Récemment, un premier facteur de risque génétique pour la forme commune de la migraine a été mis en évidence sur le chromosome 8, grâce à une étude d’association génomique de cas-témoins européens. La variation génétique identifiée, située entre 2 gènes (PGCP et MTDH), altère la régulation dans le cerveau du niveau de glutamate, neurotransmetteur excitateur bien connu (Nature Genetics, 2010).

Étude d’association génomique.

Une équipe internationale, dirigée par les Drs Tobias Kurth (INSERM, Paris) et Robert Zee (Harvard Medical School, Boston), rapporte l’identification de trois gènes dont une variation est associée à un risque accru de migraine au niveau de la population. Cette découverte est publiée dans la revue « Nature Genetics ».

Les chercheurs ont réalisé, dans un premier temps, une étude d’association génomique chez plus de 23 000 femmes de la cohorte du Women’s Genome Health Study, dont 5 122 participantes signalaient souffrir de migraines.

Trois variations de type SNP (polymorphisme d’un seul nucléotide) dans les gènes PRDM16 (chromosome 1), TRPM8 (chromosome 2) et LRP1 (chromosome 12) figuraient parmi les plus fortes associations avec la migraine trouvées dans cette analyse. Ces associations ont ensuite été confirmées dans une méta-analyse de trois cohortes de réplication comprenant au total 3 800 migraineux hommes et femmes, et 14 000 témoins (les cohortes GEM aux Pays-Bas, SHIP en Allemagne et IHGC internationale, série cas-témoins).
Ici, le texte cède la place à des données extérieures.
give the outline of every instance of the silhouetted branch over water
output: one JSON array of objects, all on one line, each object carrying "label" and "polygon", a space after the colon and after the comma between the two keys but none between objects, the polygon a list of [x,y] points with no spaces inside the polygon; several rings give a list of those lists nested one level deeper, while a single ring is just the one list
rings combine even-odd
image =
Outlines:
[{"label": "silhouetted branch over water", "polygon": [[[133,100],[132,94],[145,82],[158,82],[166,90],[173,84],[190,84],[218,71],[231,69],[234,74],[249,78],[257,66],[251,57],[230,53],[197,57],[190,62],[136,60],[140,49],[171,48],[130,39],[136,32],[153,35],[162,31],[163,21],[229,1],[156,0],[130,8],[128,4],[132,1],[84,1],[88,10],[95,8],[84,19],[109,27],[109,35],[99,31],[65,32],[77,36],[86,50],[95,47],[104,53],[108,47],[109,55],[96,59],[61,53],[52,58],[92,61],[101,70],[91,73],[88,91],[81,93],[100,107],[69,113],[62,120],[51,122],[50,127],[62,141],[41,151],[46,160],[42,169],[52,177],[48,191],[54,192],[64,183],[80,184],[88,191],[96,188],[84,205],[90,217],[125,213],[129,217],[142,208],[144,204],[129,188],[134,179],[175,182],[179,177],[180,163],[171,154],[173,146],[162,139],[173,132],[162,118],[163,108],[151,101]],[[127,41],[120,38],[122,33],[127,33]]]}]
Deux variants (des gènes PRDM16 et TRPM8) distinguent la migraine de la céphalée non-migraineuse. Les trois variants par SNP sont associés à la migraine aussi bien avec aura que sans aura, et sans spécificité pour des caractéristiques de la céphalée.

Un canal ionique.

Le locus du gène LRP1 met en cause de nouveau la voie du glutamate dans la migraine. En effet, il code pour une protéine réceptrice (lipoprotéique) exprimée dans de nombreux tissus dont le cerveau et les vaisseaux. Elle est co-localisée et interagit avec les récepteurs du glutamate sur les neurones. Le locus du gène TRPM8 encode un canal ionique qui participe à la détection du froid et à la douleur induite par le froid ; il est impliqué dans la douleur neuropathique. Le rôle fonctionnel du locus du gène PRDM16 dans la migraine est encore inconnu.

« L’acquisition héréditaire de n’importe lequel de ces variants favorise le risque de migraine d’environ 10 à 15 %. La principale contribution de ce travail est de nous faire avancer la compréhension de la biologie de la migraine. Cependant, les effets génétiques ne sont pas suffisamment importants pour être traduits immédiatement en éléments d’aide au diagnostic, explique au « Quotidien » le Dr Markus Schuerks (Harvard Medical School, Boston). Si les gènes TRPM8 et LRP1 peuvent être liés de façon plausible à la migraine, les études à venir devront, toutefois, préciser le rôle exact de ces trois gènes dans la migraine ».

Nature Genetics, 12 juin 2011, Chasman et coll., DOI: 10.1038/ng.856.